Doctors don’t diagnose from charts alone. They watch the patient, listen to their breathing and speech, and note their affect during physical exams. But o1-preview relied solely on text documented by others. Newer models—like GPT-5.3 and Gemini 3.1 Pro—can take in images, audio, even video. In principle, that brings them closer to how clinicians actually work.
But to be clear, o1-preview isn’t ready for the real world. Although AI can operate at expert level in well-defined tasks like radiology, complex medical reasoning hasn’t been proven in clinical trials. “We need to evaluate this technology now” in rigorous trials, said Manrai.
Also, diagnostic reasoning is only one part of medicine. Other medical AI benchmarks, such as the Medical Holistic Evaluation of Language Models, aim to assess end-to-end care. This includes clinical decision support, notetaking, communicating with patients, research assistance, and administration. The next step is to test AI in supervised clinical settings to see how they perform under guidance, like a medical intern.

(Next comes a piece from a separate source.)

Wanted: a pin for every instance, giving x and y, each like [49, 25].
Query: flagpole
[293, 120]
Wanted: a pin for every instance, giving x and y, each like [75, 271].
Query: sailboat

OpenAI jumped the gun here. Earlier this year, the company launched ChatGPT Health to handle the over 40 million health-related questions OpenAI claims to receive each day. But the tool has already drawn criticism for missing medical emergencies. Other AI titans are joining the race.
Accuracy isn’t the only bar for clinical deployment. Medical AI has also shown racial bias that resulted in worse outcomes. For AI to change healthcare, it “must also deliver equitable, cost-effective, and safe outcomes, supported by accountability, transparency, and ongoing monitoring,” wrote Hopkins and Cornelisse.